Under the action, the federal government would provide $300 per week while states would kick in an additional $100 per week. The amount is on top of current unemployment insurance payments. In many parts of the country governors said their states could not afford the additional payment.
“There’s two important issues with the state part of it. One is whether or not the state could afford it and whether or not the states would do it if they could. Those two things make it unlikely that states were going to fully comply,” said Jim Sullivan, professor of economics and co-founder of the Wilson Sheehan Lab for Economic Opportunities at the University of Notre Dame.
Moreland again described Trump’s plan for unemployment benefits as “tricky” because of the dire financial conditions facing the states. He was unsure states will accept the federal funding because they “have to request the aid and kick in the other quarter.”
States not seeking the funds, however, would be “in a tough spot, saying ‘we’re not going to ask for relief for people facing unemployment,'” Moreland said.
Sullivan added that states will have to establish a new program to disburse the funds.
“It’s going to add another layer of complexity. Even if states were able and willing to comply there might be considerable delays in getting these payments out,” Sullivan told CNS.
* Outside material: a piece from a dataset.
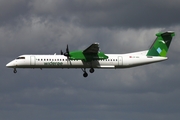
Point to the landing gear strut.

Some state officials, such as Ohio Gov. Mike DeWine, said they would accept funds to implement the $300 payments alone, a step Trump said was possible.
The president planned to tap the $44 billion in federal disaster relief funds appropriated for hurricanes and wildfires to pay for the new unemployment insurance allotments. Analysts said the amount would cover unemployment insurance at the current rate of expenditure for about five weeks.
Using funds earmarked for disaster response could face a legal challenge on constitutional grounds from Democrats in the U.S. House, who maintain that only Congress can set budgets and amend how funds are spent.
Granado welcomed the effort to help the unemployed. “Obviously, the greater the benefit, the greater the assistance to those who are unemployed,” he told CNS. Still, he said, legal issues may block the benefit from actually taking effect.
Trump’s executive actions on the eviction moratorium hold greater promise. But observers noted the language in the president’s memo only asks the secretary of the Department of Health and Human Services and the director of the Centers for Disease Control and Prevention to “consider” what steps they can take to keep people in their homes.
An eviction moratorium put in place by earlier legislation after the pandemic emerged has expired, leaving people unable to make rent or mortgage payments vulnerable to being forced out of their homes at present.
Catholic Charities USA’s Granado said the moratorium is necessary to prevent people from becoming homeless. The agency, he said, has pushed for a new moratorium in the bill currently being negotiated.
“We have been asking for a moratorium off at least a year. If the administration can support that in some way or help strengthen that, that would be great,” Granado said.
The executive order on students loans has proven to be the least controversial of all the actions Trump took. It applies only to federal student loan borrowers and simply delays payment rather than forgive the loan entirely, Heersink explained.
“The order excludes private loans,” he said, “so people who have student loans not through the federal government still have to pay.”